Dairy Free, Vegetarian Lentil Walnut Burgers with Steamed Broccoli and Tahini Sauce – A Good Source of Iron and Calcium

Last week I had posted for requests for recipes and Jill Wiest requested a dairy free, vegetarian based recipe with high iron and calcium. Here is your recipe Jill! Let me know what you think! It’s a delicious one! I made it this week!

Lentil Walnut Burger:

4 1/2 cups of drained lentils

1 cup walnuts, chopped

2 eggs (You can substitute the eggs in this recipe with “flax eggs” which are a mix of 6 tbsp ground flax to 2 tbsp boiling water)

1 1/2 tsp oregano

2tsp cumin

2tsp mustard

12 cloves garlic, minced

1 1/2 cup onion, diced

1 cup wheat germ (binder)

3/4 cup rice or soy milk

2tbsp olive oil


Mix ingredients and form into patties. In a pan use a bit of olive oil to coat and cook each patty for 3-4minutes per side. Serve on a bun with fresh tomatoes, lettuce, and your choice of garnish!
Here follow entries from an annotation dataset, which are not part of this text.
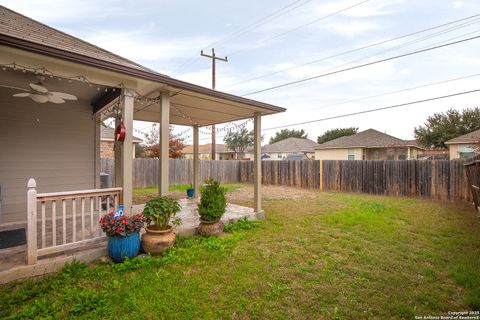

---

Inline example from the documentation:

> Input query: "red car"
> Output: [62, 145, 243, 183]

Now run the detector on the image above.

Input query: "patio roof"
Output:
[0, 6, 285, 126]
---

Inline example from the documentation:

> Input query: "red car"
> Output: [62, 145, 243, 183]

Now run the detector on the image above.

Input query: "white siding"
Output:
[0, 94, 95, 223]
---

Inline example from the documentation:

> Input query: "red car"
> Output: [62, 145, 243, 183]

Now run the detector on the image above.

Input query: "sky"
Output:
[0, 0, 480, 143]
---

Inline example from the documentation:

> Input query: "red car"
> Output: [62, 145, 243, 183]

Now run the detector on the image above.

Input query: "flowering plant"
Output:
[100, 212, 145, 237]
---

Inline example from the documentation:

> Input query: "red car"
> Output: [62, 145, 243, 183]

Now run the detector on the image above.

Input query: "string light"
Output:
[0, 62, 258, 140]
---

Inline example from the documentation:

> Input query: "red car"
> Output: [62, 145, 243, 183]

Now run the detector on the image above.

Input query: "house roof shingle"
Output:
[0, 6, 153, 72]
[262, 138, 320, 153]
[445, 129, 480, 144]
[182, 143, 233, 154]
[0, 5, 285, 122]
[100, 127, 143, 143]
[316, 129, 423, 149]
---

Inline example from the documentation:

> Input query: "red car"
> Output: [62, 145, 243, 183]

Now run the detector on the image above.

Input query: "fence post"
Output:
[27, 178, 37, 264]
[319, 160, 323, 191]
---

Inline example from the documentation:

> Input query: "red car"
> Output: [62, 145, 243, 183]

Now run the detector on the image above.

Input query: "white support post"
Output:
[193, 125, 200, 198]
[113, 118, 123, 189]
[158, 92, 170, 196]
[93, 112, 101, 189]
[253, 113, 265, 219]
[121, 89, 134, 214]
[27, 178, 37, 264]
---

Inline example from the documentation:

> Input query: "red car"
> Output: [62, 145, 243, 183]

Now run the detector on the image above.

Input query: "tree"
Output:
[317, 127, 358, 144]
[145, 125, 185, 159]
[223, 128, 254, 159]
[270, 129, 308, 144]
[414, 108, 480, 149]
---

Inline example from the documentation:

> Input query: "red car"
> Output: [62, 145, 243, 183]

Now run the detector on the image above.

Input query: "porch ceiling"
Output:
[0, 69, 107, 104]
[134, 88, 278, 126]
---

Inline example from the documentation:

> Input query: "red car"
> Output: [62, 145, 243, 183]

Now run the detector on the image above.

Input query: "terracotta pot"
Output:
[197, 219, 224, 236]
[142, 225, 176, 256]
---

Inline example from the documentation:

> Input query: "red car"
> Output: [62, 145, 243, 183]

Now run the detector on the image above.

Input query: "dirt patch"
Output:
[227, 185, 318, 201]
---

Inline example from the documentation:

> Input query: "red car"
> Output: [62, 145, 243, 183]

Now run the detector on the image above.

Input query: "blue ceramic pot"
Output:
[187, 189, 195, 198]
[108, 232, 140, 263]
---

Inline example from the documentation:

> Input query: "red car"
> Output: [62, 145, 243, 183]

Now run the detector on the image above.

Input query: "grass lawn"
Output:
[133, 183, 244, 204]
[0, 192, 480, 319]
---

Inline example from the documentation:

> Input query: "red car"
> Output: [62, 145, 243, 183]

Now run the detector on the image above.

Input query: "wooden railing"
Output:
[27, 179, 122, 264]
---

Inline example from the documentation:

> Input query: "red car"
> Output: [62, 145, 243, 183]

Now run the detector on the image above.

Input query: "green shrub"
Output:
[198, 178, 227, 221]
[223, 217, 261, 233]
[143, 197, 181, 230]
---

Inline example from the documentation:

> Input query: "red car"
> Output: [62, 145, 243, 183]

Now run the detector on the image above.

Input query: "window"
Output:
[348, 149, 355, 160]
[458, 145, 475, 159]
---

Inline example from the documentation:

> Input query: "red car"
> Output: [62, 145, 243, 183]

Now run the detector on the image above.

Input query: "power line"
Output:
[171, 0, 313, 74]
[242, 36, 480, 97]
[208, 0, 314, 47]
[196, 89, 480, 140]
[222, 14, 480, 89]
[228, 0, 370, 56]
[308, 73, 480, 110]
[262, 89, 480, 131]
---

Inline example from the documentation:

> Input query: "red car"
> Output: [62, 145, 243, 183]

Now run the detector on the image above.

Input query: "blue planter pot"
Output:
[108, 232, 140, 263]
[187, 189, 195, 198]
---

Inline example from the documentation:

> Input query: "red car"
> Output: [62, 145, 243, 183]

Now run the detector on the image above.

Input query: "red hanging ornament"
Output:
[115, 121, 127, 142]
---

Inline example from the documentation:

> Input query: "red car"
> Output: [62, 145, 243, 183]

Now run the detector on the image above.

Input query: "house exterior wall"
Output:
[0, 96, 95, 223]
[315, 148, 363, 160]
[315, 147, 420, 160]
[183, 152, 235, 160]
[448, 143, 475, 160]
[262, 152, 315, 161]
[100, 140, 136, 158]
[100, 141, 115, 158]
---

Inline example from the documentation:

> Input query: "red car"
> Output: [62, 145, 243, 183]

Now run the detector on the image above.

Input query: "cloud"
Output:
[316, 0, 404, 18]
[326, 20, 380, 37]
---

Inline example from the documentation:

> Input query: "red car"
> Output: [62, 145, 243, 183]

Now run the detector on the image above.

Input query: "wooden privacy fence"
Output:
[322, 160, 472, 200]
[101, 158, 472, 201]
[465, 160, 480, 212]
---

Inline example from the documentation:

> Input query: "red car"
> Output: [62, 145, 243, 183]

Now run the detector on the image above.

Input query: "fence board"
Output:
[101, 158, 472, 201]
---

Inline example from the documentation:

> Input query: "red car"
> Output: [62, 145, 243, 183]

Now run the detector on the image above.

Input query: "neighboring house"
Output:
[100, 127, 143, 158]
[182, 143, 235, 160]
[445, 130, 480, 160]
[417, 150, 449, 160]
[0, 6, 285, 228]
[315, 129, 425, 160]
[249, 138, 319, 160]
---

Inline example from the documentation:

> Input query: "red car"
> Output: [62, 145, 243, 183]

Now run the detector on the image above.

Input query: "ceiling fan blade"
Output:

Side- Steamed Broccoli with Tahini Sauce on top

Tahini Sauce:

1 cup sesame paste (tahini) – preferably whole sesame
1 cup water
juice from 1 small lemon
1-2 cloves garlic
10 cilantro stalks
¼ cup olive oil
2 tsp paprika
salt to taste

2 cups of steamed broccoli, drizzle tahini sauce on top to your liking.

Blend all ingredients together in a food processor. The consistency of tahini sauce can range from very thin and watery to quite thick. Adjust the amount of water to reach the desired texture.

This recipe is delicious and offers you non dairy and non meat options for iron and calcium as well as many other great nutrients! It’s also pretty simple to make! Enjoy!